L’intérêt de Brad Mehldau pour la littérature classique pour piano n’est pas nouveau. Le pianiste a détaillé à plusieurs reprises – souvent notations musicologiques à l’appui – comment une partie de ses conceptions en matière d’improvisation se fondaient sur son analyse de la musique de Brahms ou de Schumann, deux compositeurs qui lui sont chers, y compris lorsqu’il les engageait au service de son « art du trio » et du jazz. Sur son site internet, on peut s’immerger dans la lecture d’une série de six articles rédigés à l’issue d’une résidence au Carnegie Hall, dans lesquels le pianiste examine en parallèle la créativité chez Beethoven et Coltrane. S’il a fait siennes les chansons des Beatles, de Radiohead et les standards de Broadway, le pianiste a toujours ouvert son répertoire à l’influence des compositeurs romantiques qui ont accompagné son apprentissage du clavier.
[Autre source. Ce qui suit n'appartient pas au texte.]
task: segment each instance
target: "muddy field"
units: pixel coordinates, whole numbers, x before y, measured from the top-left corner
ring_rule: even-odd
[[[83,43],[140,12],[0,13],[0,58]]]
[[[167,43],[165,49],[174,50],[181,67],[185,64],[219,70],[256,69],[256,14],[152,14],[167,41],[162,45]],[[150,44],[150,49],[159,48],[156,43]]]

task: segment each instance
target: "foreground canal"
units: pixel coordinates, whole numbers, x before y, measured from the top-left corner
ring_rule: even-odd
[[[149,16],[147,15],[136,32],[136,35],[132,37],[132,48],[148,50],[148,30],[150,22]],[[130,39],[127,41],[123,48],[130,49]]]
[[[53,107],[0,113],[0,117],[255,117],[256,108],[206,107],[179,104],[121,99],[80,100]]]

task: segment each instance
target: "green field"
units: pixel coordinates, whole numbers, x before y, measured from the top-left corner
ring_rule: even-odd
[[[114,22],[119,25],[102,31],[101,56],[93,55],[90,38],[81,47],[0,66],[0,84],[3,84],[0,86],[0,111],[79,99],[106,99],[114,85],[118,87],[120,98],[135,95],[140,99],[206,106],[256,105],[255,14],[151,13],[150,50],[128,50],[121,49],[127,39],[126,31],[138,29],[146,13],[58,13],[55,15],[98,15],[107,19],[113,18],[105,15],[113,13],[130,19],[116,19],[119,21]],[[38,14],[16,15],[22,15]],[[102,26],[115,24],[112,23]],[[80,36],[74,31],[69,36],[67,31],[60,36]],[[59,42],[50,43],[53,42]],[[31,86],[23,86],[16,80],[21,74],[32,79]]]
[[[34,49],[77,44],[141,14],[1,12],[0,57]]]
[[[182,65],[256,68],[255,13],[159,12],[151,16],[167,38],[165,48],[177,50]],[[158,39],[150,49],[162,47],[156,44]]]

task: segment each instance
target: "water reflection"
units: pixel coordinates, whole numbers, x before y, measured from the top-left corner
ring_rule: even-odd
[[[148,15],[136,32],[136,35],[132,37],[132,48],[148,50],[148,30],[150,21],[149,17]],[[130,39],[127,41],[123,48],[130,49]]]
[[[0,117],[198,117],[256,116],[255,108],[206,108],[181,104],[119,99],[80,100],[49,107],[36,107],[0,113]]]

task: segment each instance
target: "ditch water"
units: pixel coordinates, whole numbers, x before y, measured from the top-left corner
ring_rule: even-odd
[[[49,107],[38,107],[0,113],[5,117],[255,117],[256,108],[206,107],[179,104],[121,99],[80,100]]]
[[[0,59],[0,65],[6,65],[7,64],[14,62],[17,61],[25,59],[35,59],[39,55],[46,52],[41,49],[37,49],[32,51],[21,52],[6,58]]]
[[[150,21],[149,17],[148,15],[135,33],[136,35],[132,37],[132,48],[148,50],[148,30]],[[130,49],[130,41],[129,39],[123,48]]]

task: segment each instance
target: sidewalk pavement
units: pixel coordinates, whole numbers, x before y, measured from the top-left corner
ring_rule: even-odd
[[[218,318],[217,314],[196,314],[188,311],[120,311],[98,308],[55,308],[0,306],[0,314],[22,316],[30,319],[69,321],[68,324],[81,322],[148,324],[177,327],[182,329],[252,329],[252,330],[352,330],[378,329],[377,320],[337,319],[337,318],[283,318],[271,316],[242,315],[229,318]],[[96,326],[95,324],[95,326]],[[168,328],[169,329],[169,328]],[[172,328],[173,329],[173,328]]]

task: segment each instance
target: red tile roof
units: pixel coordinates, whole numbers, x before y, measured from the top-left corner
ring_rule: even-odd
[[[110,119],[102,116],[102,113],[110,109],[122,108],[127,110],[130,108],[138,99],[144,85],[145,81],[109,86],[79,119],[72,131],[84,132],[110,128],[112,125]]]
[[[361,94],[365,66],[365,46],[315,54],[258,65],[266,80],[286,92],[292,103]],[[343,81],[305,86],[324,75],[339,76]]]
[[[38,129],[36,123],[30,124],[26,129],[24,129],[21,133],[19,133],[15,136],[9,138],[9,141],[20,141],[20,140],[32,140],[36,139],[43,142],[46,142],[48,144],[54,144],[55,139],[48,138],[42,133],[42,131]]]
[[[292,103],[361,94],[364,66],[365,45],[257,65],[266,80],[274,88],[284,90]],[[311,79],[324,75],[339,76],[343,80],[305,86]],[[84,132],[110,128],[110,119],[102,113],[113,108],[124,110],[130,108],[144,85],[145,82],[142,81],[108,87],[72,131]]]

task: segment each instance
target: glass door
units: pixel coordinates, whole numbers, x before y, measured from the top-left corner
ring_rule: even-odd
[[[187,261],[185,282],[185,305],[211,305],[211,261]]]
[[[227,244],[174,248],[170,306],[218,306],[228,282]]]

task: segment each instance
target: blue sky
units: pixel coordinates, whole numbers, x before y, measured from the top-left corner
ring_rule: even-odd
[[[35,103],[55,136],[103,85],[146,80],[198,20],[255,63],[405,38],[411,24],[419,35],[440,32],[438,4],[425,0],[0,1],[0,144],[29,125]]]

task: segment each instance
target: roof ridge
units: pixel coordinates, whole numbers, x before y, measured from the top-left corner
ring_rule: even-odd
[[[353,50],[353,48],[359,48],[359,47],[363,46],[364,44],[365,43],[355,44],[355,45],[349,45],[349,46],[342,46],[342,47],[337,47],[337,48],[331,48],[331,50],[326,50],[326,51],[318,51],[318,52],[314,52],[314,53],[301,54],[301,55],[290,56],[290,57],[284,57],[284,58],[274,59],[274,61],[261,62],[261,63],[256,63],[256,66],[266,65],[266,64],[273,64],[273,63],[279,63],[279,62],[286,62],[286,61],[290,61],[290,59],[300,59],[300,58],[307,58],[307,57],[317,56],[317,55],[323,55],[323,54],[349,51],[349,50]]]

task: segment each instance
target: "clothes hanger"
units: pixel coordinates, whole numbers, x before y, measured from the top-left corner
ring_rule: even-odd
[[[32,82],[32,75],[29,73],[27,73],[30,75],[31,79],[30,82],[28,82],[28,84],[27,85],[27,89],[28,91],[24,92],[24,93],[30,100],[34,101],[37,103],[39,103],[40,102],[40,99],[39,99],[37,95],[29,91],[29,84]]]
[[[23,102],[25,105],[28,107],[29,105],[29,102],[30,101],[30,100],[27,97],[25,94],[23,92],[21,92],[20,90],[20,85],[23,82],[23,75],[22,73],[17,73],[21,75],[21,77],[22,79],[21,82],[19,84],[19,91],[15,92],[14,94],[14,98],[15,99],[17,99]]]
Depuis quelques années, Mehldau approche le répertoire classique comme une source d’inspiration pour élaborer de nouvelles compositions et continuer d’enrichir sa pratique de l’improvisation. En 2018, il a ainsi publié un album intitulé After Bach, auquel s’est ajouté un second volume l’année dernière. Dans le premier, il joue des extraits du Clavier bien tempéré en vis-à-vis de compositions et d’improvisations dont la forme découle directement des œuvres interprétées. Dans le second, il ajoute au Clavier bien tempéré certaines des Variations Goldberg auxquelles il applique le même principe. Si ces « variations sur variations » sont une manière de rappeler que l’improvisation a longtemps occupé une place certaine dans la tradition savante occidentale de la musique, elles manifestent aussi la capacité de l’artiste américain à jeter des ponts entre deux mondes.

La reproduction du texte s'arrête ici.